A bar code field is generally known in the retail trade, for example. Such bar code fields are suitable to mark merchandise of all kinds and contain in coded form numeric information in the form of bar elements of different widths which are typically laid out across the long side of the bar code field. Depending on the application, different types of bar codes are used, e.g., according to MIL-STD-1189 or according to the "European Article Numbering Code".
The support material is most often paper, and the bar elements in the bar code field are therefore applied on a support by means of a simple printing process in a color that contrasts with the background.
Optical readers are known from U.S. Pat. No. 4,743,773 for example. The optical reader scans the bar code field in the longitudinal direction by means of an incident light beam, records the intensity values of the reflected radiation, converts these values into electric signals and transmits these to an evaluating device.
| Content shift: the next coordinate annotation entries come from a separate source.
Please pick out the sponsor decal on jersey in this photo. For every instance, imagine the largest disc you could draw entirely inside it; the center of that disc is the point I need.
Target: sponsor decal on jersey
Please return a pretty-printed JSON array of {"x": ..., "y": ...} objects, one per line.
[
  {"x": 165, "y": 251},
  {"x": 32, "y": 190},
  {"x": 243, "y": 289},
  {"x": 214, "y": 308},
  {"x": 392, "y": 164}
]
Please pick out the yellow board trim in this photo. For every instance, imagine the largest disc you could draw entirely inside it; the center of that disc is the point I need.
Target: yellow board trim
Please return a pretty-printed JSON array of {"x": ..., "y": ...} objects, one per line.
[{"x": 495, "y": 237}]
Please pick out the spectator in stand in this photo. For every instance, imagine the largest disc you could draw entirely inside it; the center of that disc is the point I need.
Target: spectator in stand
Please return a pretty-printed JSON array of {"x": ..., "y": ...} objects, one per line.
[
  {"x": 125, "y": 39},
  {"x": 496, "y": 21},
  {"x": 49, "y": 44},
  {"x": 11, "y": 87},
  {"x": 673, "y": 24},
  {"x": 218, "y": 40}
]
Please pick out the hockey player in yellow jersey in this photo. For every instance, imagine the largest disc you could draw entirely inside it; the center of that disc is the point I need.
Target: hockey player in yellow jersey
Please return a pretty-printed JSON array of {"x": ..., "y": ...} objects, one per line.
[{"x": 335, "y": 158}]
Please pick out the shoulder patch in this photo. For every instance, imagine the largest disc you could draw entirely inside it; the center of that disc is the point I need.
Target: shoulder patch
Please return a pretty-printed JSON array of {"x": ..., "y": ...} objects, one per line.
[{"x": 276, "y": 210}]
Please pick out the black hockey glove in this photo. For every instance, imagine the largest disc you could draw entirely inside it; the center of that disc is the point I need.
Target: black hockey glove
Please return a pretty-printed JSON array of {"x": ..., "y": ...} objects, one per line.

The bar code is self-timing, so that the reader and the evaluating device are able to recognize the relative widths of bar elements following each other even when the reading speed is changed constantly. The evaluating device converts these signals into an appropriate code (e.g. binary number) and into an impulse signal by means of a predetermined algorithm for the purpose of further processing.
The French patent 2,490,848 and the U.S. Pat. No. 4,743,744 describe such systems comprising an optical reader and of an evaluating device which are able to read a bar code from the bar code field.
For certain applications the ease with which the bar code field can be produced is of great advantage. On the other hand it would be desirable if the bar codes could be used for the identification of documents such as bank notes for example, because of the simple and reliable readout afforded by bar codes. However, the ease of production rules out the application of conventional bar codes in such cases.
Furthermore, machine-readable diffraction-optical markings which are difficult to copy are known. They are for example embossed in the form of microscopic relief structures into a thin thermoplastic layer applied on paper, are provided with an optically active layer and are protected with a transparent coating material.
The relief structures can have cross-sections of known periodic functions with special frequencies of over 10 lines per millimeter effective for the diffraction of visible light. Limits due to manufacturing restrict the practically useful range to approximately 2,500 lines/mm. But cross-sectional forms with aperiodic functions which contain local spacial frequencies in that range, such as for example matte structures, are also usable. The difference in height of these relief structures is typically selected to lie between 50 nm and 10,000 nm.
Similar relief structures diffract incident light and contain authenticity information, for example in the form of images, the colors and luminosity of which depend on the viewing angle or the movement effects of which depend on the change of the viewing angle.
Such documents and processes for their manufacture are described in Swiss patent 594 936 and in Swiss patent application 00805/88-4.